Where have all the interactions gone? Estimating the coverage of two-hybrid protein interaction maps

Abstract

Yeast two-hybrid screens are an important method for mapping pairwise physical interactions between proteins. The fraction of interactions detected in independent screens can be very small, and an outstanding challenge is to determine the reason for the low overlap. Low overlap can arise from either a high false-discovery rate (interaction sets have low overlap because each set is contaminated by a large number of stochastic false-positive interactions) or a high false-negative rate (interaction sets have low overlap because each misses many true interactions). We extend capture-recapture theory to provide the first unified model for false-positive and false-negative rates for two-hybrid screens. Analysis of yeast, worm, and fly data indicates that 25% to 45% of the reported interactions are likely false positives. Membrane proteins have higher false-discovery rates on average, and signal transduction proteins have lower rates. The overall false-negative rate ranges from 75% for worm to 90% for fly, which arises from a roughly 50% false-negative rate due to statistical undersampling and a 55% to 85% false-negative rate due to proteins that appear to be systematically lost from the assays. Finally, statistical model selection conclusively rejects the Erdös-Rényi network model in favor of the power law model for yeast and the truncated power law for worm and fly degree distributions. Much as genome sequencing coverage estimates were essential for planning the human genome sequencing project, the coverage estimates developed here will be valuable for guiding future proteomic screens. All software and datasets are available in and , -, and -, and are also available from our Web site, http://www.baderzone.org.

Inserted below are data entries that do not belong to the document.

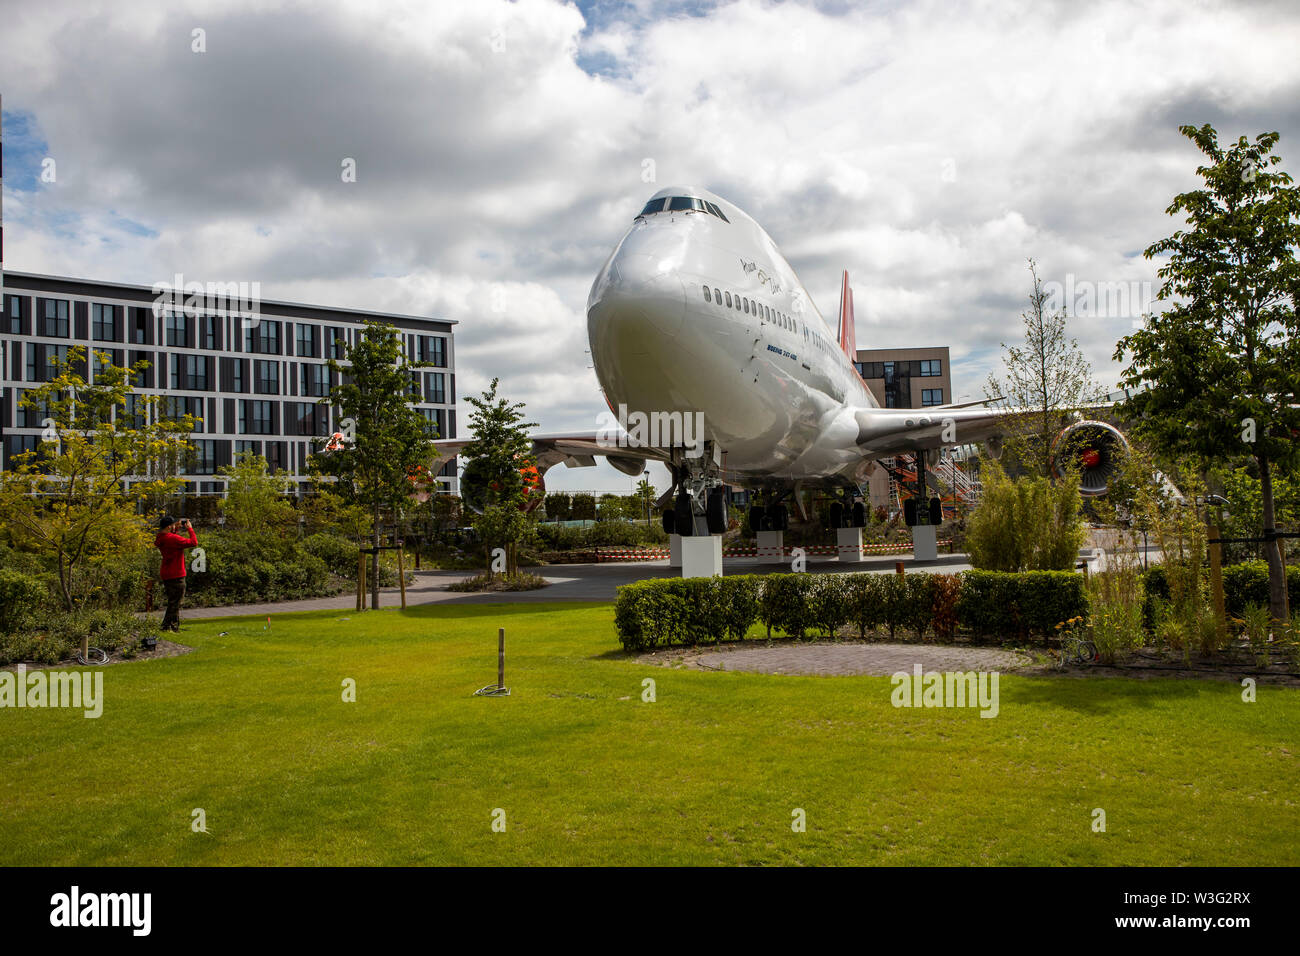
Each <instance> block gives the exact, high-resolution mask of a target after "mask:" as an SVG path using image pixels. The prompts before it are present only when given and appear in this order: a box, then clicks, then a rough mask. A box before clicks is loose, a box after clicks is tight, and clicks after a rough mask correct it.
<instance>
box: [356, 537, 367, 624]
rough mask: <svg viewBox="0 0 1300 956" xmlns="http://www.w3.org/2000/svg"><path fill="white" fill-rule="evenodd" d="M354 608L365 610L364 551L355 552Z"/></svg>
mask: <svg viewBox="0 0 1300 956" xmlns="http://www.w3.org/2000/svg"><path fill="white" fill-rule="evenodd" d="M356 610H357V613H360V611H364V610H365V551H357V554H356Z"/></svg>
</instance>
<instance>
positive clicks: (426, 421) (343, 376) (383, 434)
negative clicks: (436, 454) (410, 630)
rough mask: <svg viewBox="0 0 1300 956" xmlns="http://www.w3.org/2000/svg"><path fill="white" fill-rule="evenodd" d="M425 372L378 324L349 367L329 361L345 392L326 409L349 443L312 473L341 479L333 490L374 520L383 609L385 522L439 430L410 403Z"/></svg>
mask: <svg viewBox="0 0 1300 956" xmlns="http://www.w3.org/2000/svg"><path fill="white" fill-rule="evenodd" d="M424 365H425V363H420V362H408V360H407V356H406V350H404V349H403V347H402V336H400V334H399V333H398V330H396V329H395V328H393V326H391V325H387V324H386V323H378V321H373V320H372V321H367V323H365V329H364V332H363V334H361V337H360V338H359V339H357V342H356V345H355V346H348V347H347V349H346V352H344V356H343V362H338V360H335V359H330V360H329V367H330V369H331V371H333V372H335V373H337V375H338V376H339V384H338V385H334V386H333V388H331V389H330V393H329V397H328V398H324V399H321V402H320V403H321V405H333V406H334V407H335V408H338V415H339V421H341V423H350V428H348V431H350V432H351V436H350V440H348V441H347V442H344V446H343V447H342V449H341V450H337V451H329V453H325V454H317V455H313V457H312V467H313V468H316V470H318V471H320V472H321V473H326V475H333V476H335V477H337V479H338V483H337V484H335V490H337V492H338V493H339V494H341V496H342V497H343V498H344V499H348V501H352V502H356V503H363V505H365V507H367V510H368V511H369V512H370V522H372V524H370V546H372V548H373V549H374V550H373V551H372V554H370V607H378V606H380V551H378V548H380V515H381V512H382V511H383V510H385V509H390V510H391V511H393V512H394V514H399V512H400V510H402V507H403V505H404V503H406V502H407V499H408V498H409V497H411V483H409V480H408V475H409V472H411V468H412V467H415V466H422V464H425V463H426V462H429V460H430V459H432V458H433V436H432V431H433V429H432V427H430V425H429V421H428V419H425V418H424V415H421V414H420V412H419V411H417V410H416V408H412V407H411V402H409V399H411V392H412V381H413V378H412V376H413V375H417V372H416V369H419V368H422V367H424ZM321 442H324V440H321Z"/></svg>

Figure 1. Flowchart for Yeast Two-Hybrid Screens Indicates Systematic and Stochastic Sources of False Negatives and Stochastic Sources of False Positives

Figure 2. Simplified Schematic Shows the Two-Hybrid Sampling Process

In this picture, true-positive interactions (black edges) are sampled uniformly with total probability 1 − α, and false-positive interactions (red edges) are sampled stochastically with total probability 1 − α. Sampling is with replacement, and multiple edges between a pair of vertices represent multiple observations of the same interaction. The example shows n = 12 edges sampled in the entire network, with w = 11 unique edges and s = 10 edges that are singletons observed once. The total number of true-positive edges, k, and the number of false-positive edges within the sample, f, are hidden. The actual experimental data is more complicated, with individual values reported for n, w, and s for each protein used as a bait. The statistical method presented here provides estimates for k and f together with parameter estimates for α and the distribution Pr(k).

Figure 3. Number of Unique Interactions (w) and Singleton Interactions (s) Calculated as a Function of the Number of Preys Examined for the Experimental Data (Points)

Extrapolations based on half the data are provided for yeast, worm, and fly based on the TPL-MIXTURE model obtained for each.